Dados da Confederação Nacional de Municípios – CNM relatam que o crack já está presente em 98% das cidades brasileiras, o que significa que o episódio da cracolândia em São Paulo não é um fato isolado, é apenas reflexo do que já está ocorrendo em todo o país, a dependência psíquica de uma massa crescente de pessoas por esta droga está criando verdadeiros zumbis, que não assistidos da maneira correta pelo governo vão se amontoando em grupos, desnorteados na fissura de obter a cada momento mais uma pedra. Seja nas grandes metrópoles ou nas pequenas cidades do interior é de grande valia que as entidades do terceiro setor ajam para suprir a atual ineficácia do Estado. Entidades como o Centro de Atenção Psicossocial – CAP’S que oferece acompanhamento clínico aos dependentes em situação de risco constituem iniciativa exemplar e necessária no combate aos efeitos do crack.

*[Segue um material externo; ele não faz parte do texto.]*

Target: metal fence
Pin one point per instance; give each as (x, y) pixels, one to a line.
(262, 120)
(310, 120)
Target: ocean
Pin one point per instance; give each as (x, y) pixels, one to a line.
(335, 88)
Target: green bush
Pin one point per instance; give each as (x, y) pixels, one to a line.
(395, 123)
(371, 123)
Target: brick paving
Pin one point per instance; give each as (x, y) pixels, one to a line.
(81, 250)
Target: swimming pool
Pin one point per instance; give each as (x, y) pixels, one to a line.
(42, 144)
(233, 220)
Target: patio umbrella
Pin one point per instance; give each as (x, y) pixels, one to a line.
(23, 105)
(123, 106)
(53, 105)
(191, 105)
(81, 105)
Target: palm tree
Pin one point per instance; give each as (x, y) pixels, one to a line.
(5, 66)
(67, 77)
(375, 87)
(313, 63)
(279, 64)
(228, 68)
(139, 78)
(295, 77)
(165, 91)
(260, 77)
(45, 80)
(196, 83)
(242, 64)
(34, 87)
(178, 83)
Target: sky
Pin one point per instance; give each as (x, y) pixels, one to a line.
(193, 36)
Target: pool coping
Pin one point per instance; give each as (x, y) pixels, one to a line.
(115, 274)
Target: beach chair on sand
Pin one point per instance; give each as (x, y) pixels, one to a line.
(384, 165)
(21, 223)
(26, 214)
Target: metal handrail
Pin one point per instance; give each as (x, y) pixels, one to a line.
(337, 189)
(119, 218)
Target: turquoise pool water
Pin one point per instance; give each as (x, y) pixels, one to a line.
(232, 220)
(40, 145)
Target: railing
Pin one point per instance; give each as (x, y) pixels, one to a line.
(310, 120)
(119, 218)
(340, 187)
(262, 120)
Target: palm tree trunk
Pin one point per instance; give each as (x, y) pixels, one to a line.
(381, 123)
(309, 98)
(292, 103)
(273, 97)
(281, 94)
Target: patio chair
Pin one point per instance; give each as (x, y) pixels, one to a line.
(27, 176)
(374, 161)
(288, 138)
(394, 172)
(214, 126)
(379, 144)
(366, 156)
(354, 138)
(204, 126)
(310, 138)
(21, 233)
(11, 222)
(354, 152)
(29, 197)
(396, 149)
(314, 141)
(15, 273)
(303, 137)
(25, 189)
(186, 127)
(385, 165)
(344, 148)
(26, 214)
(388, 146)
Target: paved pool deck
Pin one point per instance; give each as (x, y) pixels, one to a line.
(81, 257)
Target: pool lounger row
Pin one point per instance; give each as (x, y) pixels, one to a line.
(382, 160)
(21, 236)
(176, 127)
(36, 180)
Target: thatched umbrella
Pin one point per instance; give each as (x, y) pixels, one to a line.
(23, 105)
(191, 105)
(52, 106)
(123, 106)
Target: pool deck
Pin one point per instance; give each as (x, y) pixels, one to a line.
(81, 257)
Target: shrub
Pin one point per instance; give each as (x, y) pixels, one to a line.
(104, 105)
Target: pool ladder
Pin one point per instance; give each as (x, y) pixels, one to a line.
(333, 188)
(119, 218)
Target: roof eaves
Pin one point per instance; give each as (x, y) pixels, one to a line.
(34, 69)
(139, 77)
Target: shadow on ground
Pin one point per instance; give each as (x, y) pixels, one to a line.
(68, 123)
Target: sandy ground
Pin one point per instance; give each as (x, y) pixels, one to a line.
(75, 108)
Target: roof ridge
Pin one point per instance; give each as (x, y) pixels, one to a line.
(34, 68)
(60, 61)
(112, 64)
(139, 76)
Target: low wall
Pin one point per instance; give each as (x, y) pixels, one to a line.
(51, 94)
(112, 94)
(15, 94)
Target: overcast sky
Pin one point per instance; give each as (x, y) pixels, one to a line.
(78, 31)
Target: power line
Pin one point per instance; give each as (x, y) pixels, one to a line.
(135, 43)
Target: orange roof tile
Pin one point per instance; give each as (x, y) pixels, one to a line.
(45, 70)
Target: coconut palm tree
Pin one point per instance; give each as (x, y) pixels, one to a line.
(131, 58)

É necessário que haja repressão ao crime em qualquer de suas formas, mas antes disso é preciso identificar quem precisa de cadeia e quem precisa de tratamento. Drogas sempre existiram e provavelmente sempre vão existir, pois elas sempre tiveram seu papel nas sociedades ao longo do tempo e em vários casos seu uso faz parte de uma atividade cultural como no caso de algumas tribos indígenas e também no caso de comunidades peruanas que mascam a folha da coca num ritual ancestral. No entanto quando essa prática cultural das comunidades desencadeia na degradação social tornando vulneráveis e flagelados seus adeptos, o Estado tem o dever de interferir. As vítimas do crack como já na maioria dos casos não detém poder sobre si precisam de ajuda externa.
Como se fosse uma doença que afeta o corpo do ser humano onde somente determinado remédio pode oferecer cura, a onda de consumo desenfreado de crack, que se prolifera livremente nas cracolandias é uma doença social que flagela milhares de pessoas em todo o Brasil. O remédio para tratar essa doença social com certeza não está na repressão policial, mas sim numa conscientização por parte do poder público de que os viciados, na condição de doentes, precisam de tratamento e não de pancadas. Talvez seja este o remédio certo que vai “curar” as cracolandias.